By Misty Mealey
I became a Maronite Catholic on New Year's Day. I was so excited to begin 2010 embracing my true spiritual heritage as a Maronite!
Eight years ago, I converted from atheism at St. Veronica Catholic Church in northern Virginia. A few years later, my husband, Tom, and I moved to Roanoke Virginia. Pregnant with our third child in three years, I dispatched Tom our first weekend there to the Knights of Columbus Superbowl party with instructions to “find us some good Catholic friends!” He did and it was those friends who invited us to attend their parish, St. Elias Maronite Catholic Church.

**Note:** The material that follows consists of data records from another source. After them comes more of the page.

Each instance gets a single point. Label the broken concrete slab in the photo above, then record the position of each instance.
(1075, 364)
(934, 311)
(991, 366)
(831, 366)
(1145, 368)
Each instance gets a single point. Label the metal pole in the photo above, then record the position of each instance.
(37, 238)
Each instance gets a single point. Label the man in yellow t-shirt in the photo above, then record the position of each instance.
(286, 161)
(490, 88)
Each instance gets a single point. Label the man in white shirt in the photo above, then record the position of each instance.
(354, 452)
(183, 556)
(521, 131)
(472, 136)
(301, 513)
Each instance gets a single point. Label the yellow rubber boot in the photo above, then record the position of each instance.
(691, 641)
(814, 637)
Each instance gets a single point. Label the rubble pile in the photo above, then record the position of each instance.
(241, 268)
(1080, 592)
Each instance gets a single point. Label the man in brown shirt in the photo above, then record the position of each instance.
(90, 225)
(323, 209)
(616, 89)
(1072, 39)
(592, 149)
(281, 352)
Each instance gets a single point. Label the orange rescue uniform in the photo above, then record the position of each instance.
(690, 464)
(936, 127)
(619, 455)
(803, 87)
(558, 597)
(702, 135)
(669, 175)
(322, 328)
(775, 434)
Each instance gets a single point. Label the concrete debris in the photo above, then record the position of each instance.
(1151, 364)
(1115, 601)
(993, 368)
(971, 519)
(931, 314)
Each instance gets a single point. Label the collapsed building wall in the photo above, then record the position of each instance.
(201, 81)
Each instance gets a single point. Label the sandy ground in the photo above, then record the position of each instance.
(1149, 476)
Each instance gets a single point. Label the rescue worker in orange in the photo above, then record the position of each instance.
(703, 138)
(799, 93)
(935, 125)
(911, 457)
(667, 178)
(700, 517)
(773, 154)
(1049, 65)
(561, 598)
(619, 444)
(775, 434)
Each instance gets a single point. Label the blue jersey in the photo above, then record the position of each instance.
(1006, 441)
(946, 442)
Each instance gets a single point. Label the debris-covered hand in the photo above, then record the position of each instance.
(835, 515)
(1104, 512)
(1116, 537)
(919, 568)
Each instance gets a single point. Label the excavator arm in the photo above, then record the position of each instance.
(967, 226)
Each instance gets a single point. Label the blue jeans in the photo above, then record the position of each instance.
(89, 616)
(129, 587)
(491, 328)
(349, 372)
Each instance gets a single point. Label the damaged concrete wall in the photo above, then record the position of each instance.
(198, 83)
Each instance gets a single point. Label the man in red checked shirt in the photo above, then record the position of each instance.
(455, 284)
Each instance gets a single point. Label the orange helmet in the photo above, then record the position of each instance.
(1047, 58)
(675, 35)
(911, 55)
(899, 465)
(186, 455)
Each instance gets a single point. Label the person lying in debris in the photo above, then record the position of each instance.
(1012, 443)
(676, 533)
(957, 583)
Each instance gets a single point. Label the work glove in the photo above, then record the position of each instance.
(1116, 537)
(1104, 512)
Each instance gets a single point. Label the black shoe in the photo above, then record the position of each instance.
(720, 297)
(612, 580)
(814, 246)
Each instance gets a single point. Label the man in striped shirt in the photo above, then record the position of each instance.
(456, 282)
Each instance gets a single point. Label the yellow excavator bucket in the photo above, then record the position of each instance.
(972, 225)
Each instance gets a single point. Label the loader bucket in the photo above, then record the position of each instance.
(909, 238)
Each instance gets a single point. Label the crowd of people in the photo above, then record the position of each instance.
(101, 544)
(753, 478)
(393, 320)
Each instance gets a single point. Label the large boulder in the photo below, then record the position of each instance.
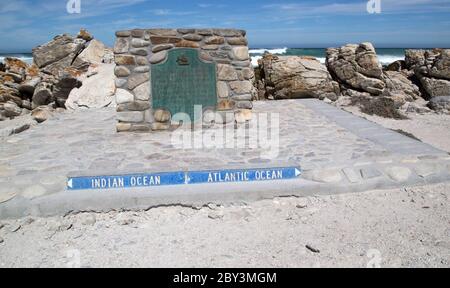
(287, 77)
(43, 94)
(65, 84)
(356, 67)
(93, 53)
(63, 48)
(432, 69)
(97, 90)
(400, 88)
(440, 104)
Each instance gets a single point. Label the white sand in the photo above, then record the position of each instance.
(407, 227)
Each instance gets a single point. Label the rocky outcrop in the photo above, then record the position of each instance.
(399, 88)
(361, 77)
(97, 91)
(432, 70)
(440, 104)
(59, 67)
(287, 77)
(357, 67)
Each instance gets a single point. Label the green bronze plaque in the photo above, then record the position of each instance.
(183, 81)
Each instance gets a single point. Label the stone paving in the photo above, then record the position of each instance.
(330, 145)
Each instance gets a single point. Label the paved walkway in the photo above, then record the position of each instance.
(334, 148)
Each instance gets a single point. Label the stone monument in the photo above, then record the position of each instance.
(164, 75)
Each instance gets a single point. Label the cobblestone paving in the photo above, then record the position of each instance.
(38, 161)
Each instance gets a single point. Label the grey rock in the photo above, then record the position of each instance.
(120, 82)
(141, 60)
(186, 31)
(222, 89)
(241, 53)
(211, 47)
(139, 51)
(42, 113)
(28, 86)
(399, 174)
(11, 109)
(244, 105)
(161, 115)
(193, 37)
(66, 83)
(440, 104)
(42, 94)
(137, 79)
(59, 48)
(296, 77)
(121, 71)
(139, 43)
(158, 57)
(163, 32)
(369, 173)
(130, 116)
(226, 72)
(357, 66)
(125, 33)
(123, 96)
(142, 92)
(162, 47)
(142, 69)
(244, 97)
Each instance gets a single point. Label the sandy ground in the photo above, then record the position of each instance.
(408, 227)
(430, 128)
(398, 228)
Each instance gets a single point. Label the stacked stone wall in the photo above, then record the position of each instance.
(136, 50)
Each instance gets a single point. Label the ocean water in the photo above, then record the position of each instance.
(385, 55)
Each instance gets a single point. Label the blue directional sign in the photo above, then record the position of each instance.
(179, 178)
(246, 175)
(126, 181)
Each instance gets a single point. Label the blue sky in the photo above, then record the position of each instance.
(269, 23)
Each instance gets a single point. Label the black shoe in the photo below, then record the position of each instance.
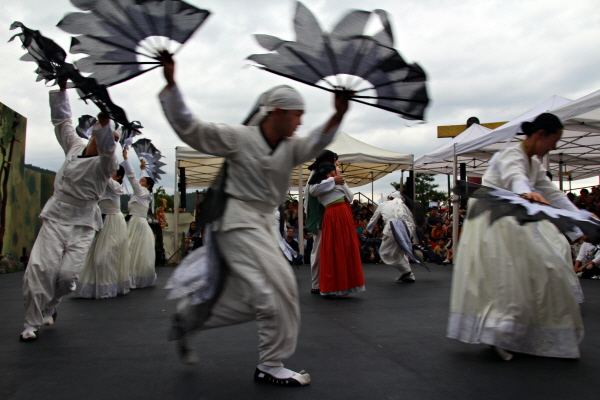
(29, 336)
(186, 354)
(51, 319)
(298, 379)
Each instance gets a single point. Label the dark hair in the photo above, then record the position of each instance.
(327, 156)
(149, 182)
(472, 120)
(546, 121)
(321, 173)
(121, 173)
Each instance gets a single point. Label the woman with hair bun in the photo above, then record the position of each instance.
(141, 239)
(340, 271)
(513, 285)
(105, 272)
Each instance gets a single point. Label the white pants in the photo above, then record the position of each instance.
(56, 258)
(315, 260)
(261, 286)
(391, 254)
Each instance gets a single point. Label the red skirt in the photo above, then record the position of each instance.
(340, 267)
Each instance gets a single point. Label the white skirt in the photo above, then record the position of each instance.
(514, 287)
(141, 252)
(105, 272)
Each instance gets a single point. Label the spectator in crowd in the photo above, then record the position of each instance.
(582, 200)
(293, 243)
(439, 228)
(193, 238)
(363, 214)
(309, 241)
(355, 207)
(587, 264)
(431, 220)
(442, 251)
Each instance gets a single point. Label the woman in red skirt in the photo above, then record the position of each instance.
(341, 268)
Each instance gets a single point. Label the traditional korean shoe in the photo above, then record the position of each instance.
(408, 277)
(28, 335)
(503, 354)
(281, 376)
(51, 318)
(187, 355)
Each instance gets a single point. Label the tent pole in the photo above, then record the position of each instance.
(455, 208)
(176, 210)
(560, 171)
(414, 179)
(401, 180)
(300, 211)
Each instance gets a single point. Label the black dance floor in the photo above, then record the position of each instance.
(386, 343)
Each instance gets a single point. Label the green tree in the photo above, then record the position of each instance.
(425, 190)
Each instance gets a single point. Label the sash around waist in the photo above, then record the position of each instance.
(74, 201)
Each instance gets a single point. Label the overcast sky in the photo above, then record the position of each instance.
(487, 58)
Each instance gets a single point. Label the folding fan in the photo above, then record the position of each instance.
(86, 126)
(345, 58)
(122, 37)
(147, 151)
(501, 203)
(50, 58)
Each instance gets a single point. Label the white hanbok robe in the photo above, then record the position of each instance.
(390, 251)
(105, 272)
(70, 216)
(513, 285)
(260, 284)
(142, 253)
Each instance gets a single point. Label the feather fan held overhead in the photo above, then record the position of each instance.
(146, 150)
(122, 38)
(504, 203)
(344, 58)
(50, 59)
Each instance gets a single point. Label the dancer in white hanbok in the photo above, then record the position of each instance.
(513, 285)
(390, 251)
(105, 272)
(70, 217)
(260, 285)
(142, 253)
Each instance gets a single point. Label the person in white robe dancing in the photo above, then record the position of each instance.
(70, 217)
(260, 285)
(142, 254)
(390, 251)
(105, 272)
(513, 285)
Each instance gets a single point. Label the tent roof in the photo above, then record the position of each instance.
(578, 149)
(360, 163)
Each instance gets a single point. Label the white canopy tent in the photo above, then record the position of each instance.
(577, 153)
(360, 163)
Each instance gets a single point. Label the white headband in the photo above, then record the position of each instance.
(284, 97)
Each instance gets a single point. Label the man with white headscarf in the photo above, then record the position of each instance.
(260, 285)
(70, 217)
(390, 251)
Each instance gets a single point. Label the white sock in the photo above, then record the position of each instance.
(277, 372)
(29, 329)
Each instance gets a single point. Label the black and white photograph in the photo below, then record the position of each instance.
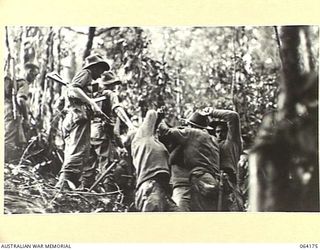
(161, 119)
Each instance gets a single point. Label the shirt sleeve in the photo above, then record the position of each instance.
(81, 79)
(233, 122)
(113, 97)
(23, 89)
(175, 134)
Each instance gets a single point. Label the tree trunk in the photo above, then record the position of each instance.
(284, 171)
(89, 42)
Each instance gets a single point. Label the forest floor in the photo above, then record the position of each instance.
(27, 190)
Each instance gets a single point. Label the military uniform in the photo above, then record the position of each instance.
(76, 128)
(15, 138)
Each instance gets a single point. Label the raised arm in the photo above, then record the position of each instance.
(174, 134)
(233, 122)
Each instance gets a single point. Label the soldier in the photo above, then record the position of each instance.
(228, 133)
(76, 125)
(17, 120)
(150, 158)
(105, 140)
(200, 154)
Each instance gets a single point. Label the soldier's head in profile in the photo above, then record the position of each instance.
(109, 80)
(97, 65)
(31, 72)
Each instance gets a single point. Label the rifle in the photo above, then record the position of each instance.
(57, 78)
(220, 196)
(14, 87)
(14, 90)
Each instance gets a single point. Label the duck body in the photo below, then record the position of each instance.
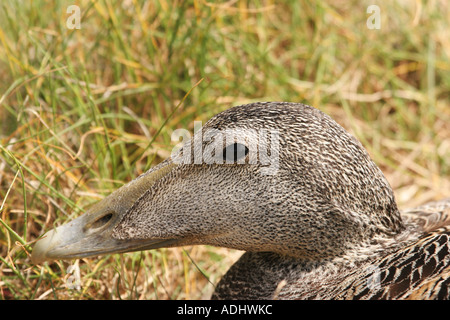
(315, 214)
(416, 268)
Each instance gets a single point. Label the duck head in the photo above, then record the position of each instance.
(278, 177)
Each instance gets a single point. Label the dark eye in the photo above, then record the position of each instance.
(234, 152)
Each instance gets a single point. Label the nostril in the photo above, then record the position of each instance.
(100, 222)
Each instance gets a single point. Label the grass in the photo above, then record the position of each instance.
(83, 111)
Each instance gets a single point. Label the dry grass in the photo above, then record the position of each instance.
(83, 111)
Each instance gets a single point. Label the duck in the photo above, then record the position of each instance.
(284, 182)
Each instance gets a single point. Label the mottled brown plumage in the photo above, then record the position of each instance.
(319, 221)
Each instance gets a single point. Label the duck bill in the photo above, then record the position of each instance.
(90, 234)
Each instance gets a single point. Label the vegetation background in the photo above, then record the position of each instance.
(82, 111)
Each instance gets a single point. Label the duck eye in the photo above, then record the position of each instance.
(234, 152)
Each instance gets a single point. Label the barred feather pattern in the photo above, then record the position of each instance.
(414, 267)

The first time I attended the Divine Liturgy, it was both confusing and compelling. It was so different from what I was used to, but I was drawn to the unmistakable reverence and majesty of it. Soon, we joined the St. Elias family.
At times, I struggled to adapt to Eastern spirituality. As an adult convert, I had devoured books about the faith and enjoyed theological discussions. But when I asked our Maronite priest theological questions, his answers often seemed vague. It took me a long time to understand that there is a reason the sacraments are called “mysteries” in the Eastern churches. It's not because the East lacks theological prowess, but rather, it rejects the theological precision that attempts to reduce God and his gifts down to a science. My analytical nature, along with years of studying apologetics, made it difficult to appreciate this “big picture” perspective.
It also could be challenging to have one foot in the Eastern church and one in the West. I was a Latin-rite Catholic, but I attended a Maronite parish. Which holy days was I going to observe? Then there were the differences in feast days. One Feast of the Epiphany, I taught our children about the magi. Then we attended the Divine Liturgy and learned about Christ's baptism in the Jordan. My children wanted to know if the magi had been baptized, too, after giving their gifts.
It was a conversation with Sister Marla Marie of the Maronite Servants of Christ the Light that finally illuminated what made Maronite spirituality unique: it is biblically- and liturgically-based. That helped me understand why I felt so much peace after each Divine Liturgy and why I was drawn to study Scripture more often.
I didn't appreciate how Maronite spirituality would serve me until our fourth child died in utero in 2007. Afterward, I was desperate to understand why God had chosen to end my child's life and allow such suffering into mine. I discovered that the only way to peace was to surrender my need to know all of God's reasons for taking him.
It was the Maronite view of God—that he is a loving father but a great mystery, nonetheless—that helped me understand that it was not necessary (or even possible) to comprehend God fully to believe in his goodness and unconditional love. “When one tries to describe the mystery of God in words, he can only stammer," says St. Ephrem, so aptly. The Maronite Church taught me what it means to “Trust in the Lord with all your heart, and do not lean on your own understanding.” It helped me embrace more fully the child-like trust Jesus said we need to attain heaven.
During Holy Week of 2009, I experienced the distinct call to become a Maronite Catholic. I attended several liturgies and was in awe of their exceptional beauty and reverence. I was so joyfully happy and felt privileged to participate in liturgies that gave such glory to God. “You are a Maronite,” I heard whispered in my heart. I knew then that nothing could fit my soul as perfectly as Maronite Catholicism.
Being a Maronite has not come without some sacrifice. As the mother of four young children, I sometimes find the longer services and increased number of holy days challenging. And the first time I heard about the fasting requirements of Great Lent, I almost passed out. A Latin-rite friend joked that the Maronite motto ought to be, “Coming to Jesus the hard way.” But can there be any other way? Jesus promised us that discipleship is inextricably linked to sacrifice. And like a good parent, the Maronite Church challenges me to give more because it knows I need discipline to grow in holiness.
It seems appropriate I would begin my journey in earnest as a member of the Maronite Church during Great Lent. It feels like I have been traveling, but have finally arrived at my true home just in time to join my brothers and sisters in preparing for Our Lord. With my Maronite faith to guide me, I hope to grow ever closer to Jesus in this life and enjoy the gift of being with Him forever in the world to come.
Misty Mealey lives with her husband, Tom, and four children in Troutville, Virginia.